Danny Ebbs, principal of Sylvan Hills High School until this week, has gone fishing, according to Pulaski County Special School District spokeswoman Deborah Roush, setting off a round of interim transfers for three veteran district administrators.

Roush said Ebbs, who had worked for the district for about 40 years, retired for health reasons related to his vision.

Jacksonville Middle School principal Dr. Veronica Perkins replaces Ebbs.

Perkins, who has a PhD, began her career in education as a junior high language-arts teacher in 1994 at Jack Robey Jr. High School in Pine Bluff. She maintained that position for six years before moving into the administrative ranks with PCSSD as an assistant principal at Oak Grove Junior-Senior High School in 2000.

She spent five years learning the intricacies of building-level administration and operations, according to Roush. Hoping to broaden her view of the educational process, Perkins moved into the role of the district language-arts coordinator, where she remained until she returned to building-level administration as a principal in 2007.

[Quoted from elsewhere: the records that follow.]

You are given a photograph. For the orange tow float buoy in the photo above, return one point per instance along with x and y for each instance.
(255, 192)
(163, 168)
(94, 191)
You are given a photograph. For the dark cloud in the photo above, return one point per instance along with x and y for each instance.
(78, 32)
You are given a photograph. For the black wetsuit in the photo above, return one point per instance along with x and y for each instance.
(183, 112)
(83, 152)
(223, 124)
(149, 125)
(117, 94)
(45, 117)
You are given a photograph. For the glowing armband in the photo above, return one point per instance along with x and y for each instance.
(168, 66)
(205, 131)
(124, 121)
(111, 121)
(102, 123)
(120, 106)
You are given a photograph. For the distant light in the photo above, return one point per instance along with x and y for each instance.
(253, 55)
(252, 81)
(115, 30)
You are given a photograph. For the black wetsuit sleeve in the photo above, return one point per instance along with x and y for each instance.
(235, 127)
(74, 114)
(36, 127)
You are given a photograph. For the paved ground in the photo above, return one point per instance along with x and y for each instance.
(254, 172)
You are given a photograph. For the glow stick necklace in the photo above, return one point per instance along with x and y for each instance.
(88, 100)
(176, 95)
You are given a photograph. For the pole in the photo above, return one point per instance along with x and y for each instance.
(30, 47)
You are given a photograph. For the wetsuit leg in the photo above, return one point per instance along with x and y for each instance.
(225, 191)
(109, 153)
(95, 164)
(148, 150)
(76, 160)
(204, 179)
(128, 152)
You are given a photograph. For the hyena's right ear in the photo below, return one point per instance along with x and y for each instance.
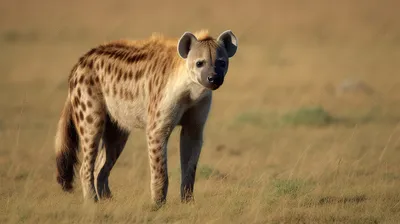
(184, 44)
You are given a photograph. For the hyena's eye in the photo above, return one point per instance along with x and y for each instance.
(221, 63)
(199, 64)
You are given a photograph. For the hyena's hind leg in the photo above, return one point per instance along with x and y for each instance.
(114, 140)
(89, 118)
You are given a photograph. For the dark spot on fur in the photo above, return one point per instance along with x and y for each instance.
(83, 106)
(89, 119)
(89, 91)
(81, 130)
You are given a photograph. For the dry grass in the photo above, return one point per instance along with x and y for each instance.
(266, 158)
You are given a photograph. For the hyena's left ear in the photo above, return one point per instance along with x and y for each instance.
(230, 42)
(185, 43)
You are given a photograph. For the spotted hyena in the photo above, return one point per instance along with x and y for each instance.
(153, 84)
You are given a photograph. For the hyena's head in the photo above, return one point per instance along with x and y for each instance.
(207, 59)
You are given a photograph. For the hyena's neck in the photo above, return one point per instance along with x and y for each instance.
(183, 86)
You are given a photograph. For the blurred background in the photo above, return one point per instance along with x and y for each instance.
(312, 94)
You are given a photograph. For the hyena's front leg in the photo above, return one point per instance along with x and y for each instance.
(158, 133)
(191, 141)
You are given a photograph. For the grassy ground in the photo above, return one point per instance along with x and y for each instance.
(305, 129)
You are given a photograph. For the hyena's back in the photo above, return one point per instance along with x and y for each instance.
(115, 81)
(124, 76)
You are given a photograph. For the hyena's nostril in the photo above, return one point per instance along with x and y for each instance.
(215, 79)
(210, 79)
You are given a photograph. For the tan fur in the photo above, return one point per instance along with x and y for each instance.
(144, 84)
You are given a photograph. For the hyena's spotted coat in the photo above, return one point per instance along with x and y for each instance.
(154, 84)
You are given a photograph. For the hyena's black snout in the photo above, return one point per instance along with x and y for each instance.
(215, 80)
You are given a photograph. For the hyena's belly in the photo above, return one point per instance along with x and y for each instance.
(128, 114)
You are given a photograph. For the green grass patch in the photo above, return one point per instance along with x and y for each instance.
(290, 187)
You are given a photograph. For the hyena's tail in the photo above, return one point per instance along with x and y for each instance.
(66, 145)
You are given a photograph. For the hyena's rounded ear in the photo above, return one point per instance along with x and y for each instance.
(230, 42)
(185, 43)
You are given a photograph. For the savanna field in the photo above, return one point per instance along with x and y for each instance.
(305, 128)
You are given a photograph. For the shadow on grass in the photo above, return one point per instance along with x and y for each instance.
(346, 199)
(314, 116)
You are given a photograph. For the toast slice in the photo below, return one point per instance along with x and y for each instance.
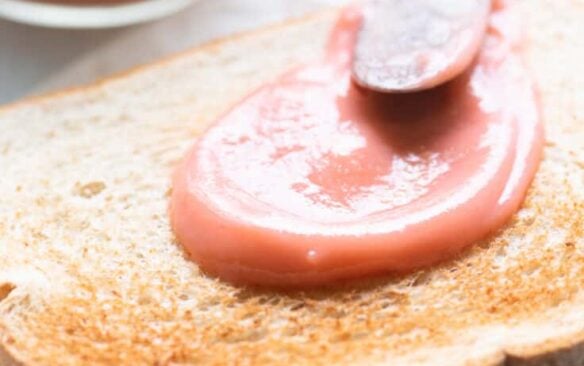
(90, 273)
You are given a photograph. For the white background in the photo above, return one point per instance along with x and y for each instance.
(36, 60)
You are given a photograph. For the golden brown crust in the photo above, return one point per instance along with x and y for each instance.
(131, 298)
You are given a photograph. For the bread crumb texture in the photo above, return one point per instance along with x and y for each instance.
(90, 273)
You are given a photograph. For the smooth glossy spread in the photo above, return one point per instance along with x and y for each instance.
(311, 179)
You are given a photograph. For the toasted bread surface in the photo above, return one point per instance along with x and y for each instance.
(90, 273)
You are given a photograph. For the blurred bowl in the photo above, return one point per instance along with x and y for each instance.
(100, 14)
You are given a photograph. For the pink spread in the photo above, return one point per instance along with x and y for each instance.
(312, 179)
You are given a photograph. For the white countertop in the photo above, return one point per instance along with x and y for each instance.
(36, 60)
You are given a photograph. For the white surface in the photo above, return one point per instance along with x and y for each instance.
(37, 60)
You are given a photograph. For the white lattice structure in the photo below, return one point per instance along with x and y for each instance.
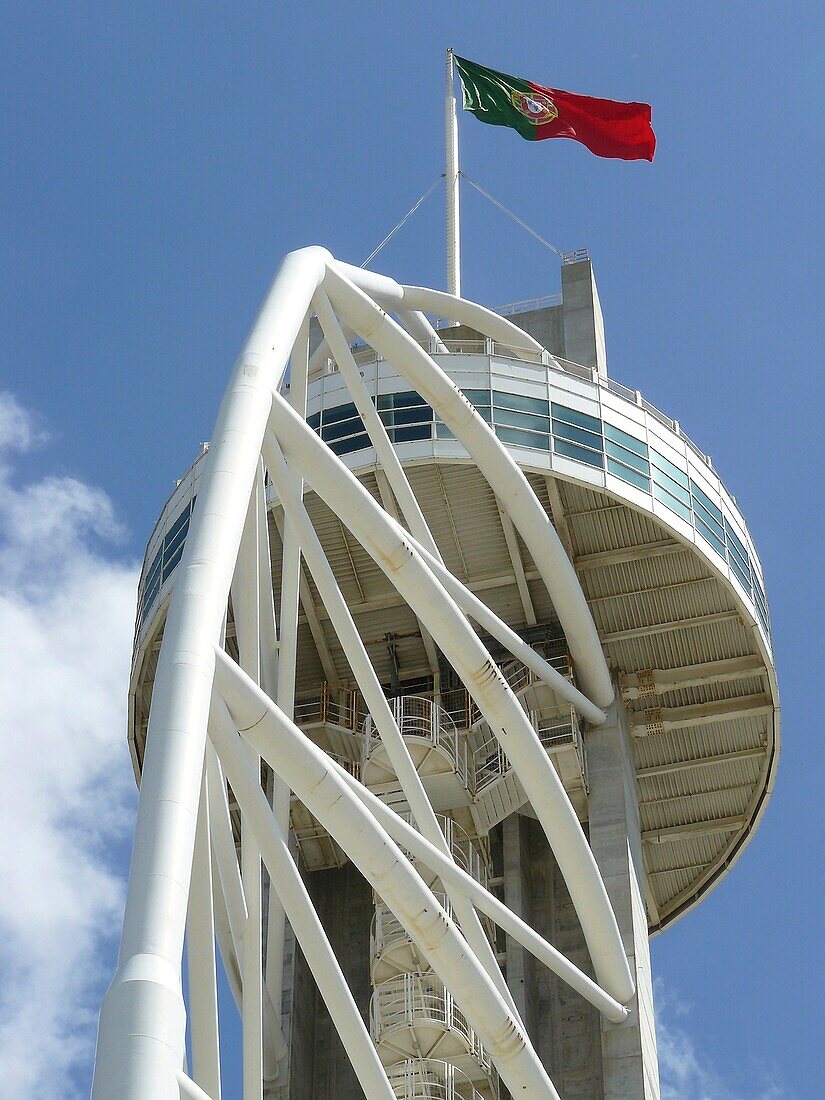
(223, 702)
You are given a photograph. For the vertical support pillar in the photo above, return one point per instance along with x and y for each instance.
(628, 1049)
(517, 893)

Perkins is in the second year of the Master Principal Institute of the Arkansas Leadership Academy. She serves on the district’s Closing the Achievement Gap committee as well as the exhibit coordinator for the Arkansas Association of Middle Level Educators, and instructs as an adjunct professor at Cambridge College (satellite campus) in Memphis. Perkins has three daughters in the district, one each at Clinton Elementary School, Fuller Middle School and Mills University Studies High School.

Star Academy principal Charlotte Wallace replaces Perkins at Jacksonville Middle School, according to Roush, and former Jacksonville Girls Middle School principal Kimala Forrest will take over as principal at the Star Academy.

Forrest most recently served as PCSSD test coordinator, a position that will be eliminated, with the duties absorbed by the district counseling office, Roush said.

Wallace is a graduate of Southern Nazarene University at Oklahoma City, where she earned a bachelor’s degree in English and a master’s in curriculum and instruction. She received her educational-specialist degree from UALR and is working on a doctorate in educational leadership.

Wallace began her teaching career at Mayfield Middle School in Oklahoma City. After three years, she returned to her native Arkansas and began teaching at North Pulaski High School. During that time, she won the Bobby G. Lester Excellence in Education Award for language arts.

After five years at North Pulaski, she became an assistant principal at Jacksonville High School and then an assistant principal at Pinewood Elementary School. In 2009, she was selected to open Star Academy for the Pulaski County Special School District, where she served until Monday.

Forrest has been employed by PCSSD for 21 years in the positions of classroom teacher (social studies, American history, computer technology, keyboarding, adult education and career orientation), assistant principal, principal and, most recently, as district test coordinator.

She is a member of the National Alliance of Black School Educators, the Pulaski County Administrator Network and Arkansas Education Association/National Education Association. She works on numerous committees, including the District Handbook Committee.

She was the 2000 Sherwood Chamber of Commerce Educator of the Year.

Roush says Forrest has a passion for educating and helping students and parents work toward achieving individual successes.

She is a graduate of Jacksonville High School and received a bachelor of science in business education from the University of Arkansas at Fayetteville and master of science in education in educational leadership from the University of Central Arkansas.

Her two children are Jacksonville High School graduates. Both are college graduates, and one is a law-school graduate. She has three grandchildren.